We asked Paul Banas, CEO and Founder of GreatDad.com and father of two, his insights and gift picks for Father’s Day. Paul has 25 years of marketing and business development experience and is a leader in providing a man’s point of view on parenting.
What does Father’s Day mean for you now that you have your own children?
Fathers Day now means breakfast in bed and probably brunch two hours later. The kids are very demanding with their mom that breakfast in bed is part of the program. It’s nice to have a dad’s day, but it’s usually like family time on most other weekend days.
What is your favorite Father’s Day gift you have received?
Now, seven years ago, I got my first digital camera. At the time, it seemed like the best thing in the world for getting pictures of my then 4 year old.
Channeling your great parenting wisdom, what advice comes to mind for first-time dads?
Try as hard as you can to shift your expectations about what you think life with kids is like and the reality of day-to-day child rearing. Hopefully, you took on this role willingly, and you need to steel yourself for a long commitment of doing the best for your kids. That doesn’t mean losing yourself, but it often means self-sacrifice. Many cliches come to mind, but two are important. Number 1: “It’s a marathon, not a sprint.” Keep yourself charged up so you can get up and do it again tomorrow. And that also means with your relationship with your kid’s mom. Number 2: “The days are long, but the years are short.” You’ll be amazed at how fast ten years flies, but you’ll be a lot happier if at the end you have a lot of photos of smiling kids with you in them.
As society shifts towards more Stay-At-Home Dads (SAHD), how have you seen this affect the family dynamic?

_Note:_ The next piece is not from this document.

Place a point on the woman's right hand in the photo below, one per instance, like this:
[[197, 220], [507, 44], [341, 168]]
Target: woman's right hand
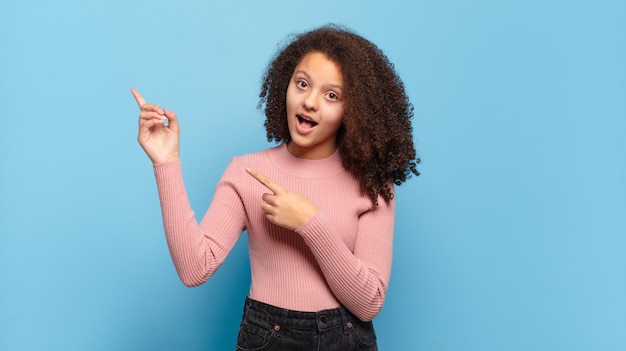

The societal shift is slower than the news media would make you believe, though there are fare more stay-at-home than commonly reported. Sex roles are changing creating a lot of confusion in gender roles and resentment among some. Are men becoming more feminine? Are women bad moms? Our feeling is that raising a child is the most basic of human roles and is NOT exclusively done best by either sex. Each family and each parent has to live out the life that is best for them, whether gay, straight, single, or traditional nuclear family. The only responsibility we have is to provide a caring, supportive environment for the kids we bring onto the planet.
As the CEO and Founder of GreatDad.com and Pregnancy Magazine Publisher, what are additional websites, apps, books, etc. you would recommend to involved fathers?
We’ve long been associated with Mr. Dad, Armin Brott, the author of “The Expectant Father,” and seven other bestselling books on involved fatherhood. He was a pioneer in this area with his first book fifteen years ago. Lately, there have been a lot more “how to” books for dads including the recent, “Show Daddy How” from Parenting Magazine, Daddy Dates by Greg Wright, a book on really getting to know your daughters, and Grant Eppler’s funny “What to Expect When Your Wife is Expecting,” his chronicle of the birth of his first child. For websites, we like DadLabs.com, which has entertaining videos on many parenting topics and is a GreatDad partner.
What are your top 5 gift picks for Father’s Day?
1. Get him soup. We tried and like spoonfulofcomfort.com for dads who are far away and need a little home-cooked feeling their lives.
2. No dad would frown if you get him an iPad. It’s a cliché this year for a reason.
3. Get him a kite and take the family kiting. Nothing excites a dad’s imagination in the same way as seeing a kite soar.
4. If he likes to cook or grill, get him a herb garden, available at the hardware or garden store for under $10. Not all men think flowers are manly, but herbs are a different animal.
5. Bake him cookies or pie and write him a sappy card with a list of special memories (and why you love him) from the last year.
On father’s day, dads really don’t need you to spend money to make it a special day.
Paul Banas has more than 25 years of marketing and business development experience from companies such as Unilever, Visa International, Alibris.com, and most recently Yahoo!. He is also a member of the Marketing Executives Networking Group (MENG), former President and founder of the Bay Area International Advertising Association and serves on the Advisory Board of Pregnancy Magazine where he is a monthly contributing editor. After becoming a dad and realizing a need for a man’s point of view on parenting, Paul created GreatDad.com, a leading resource for involved fathers.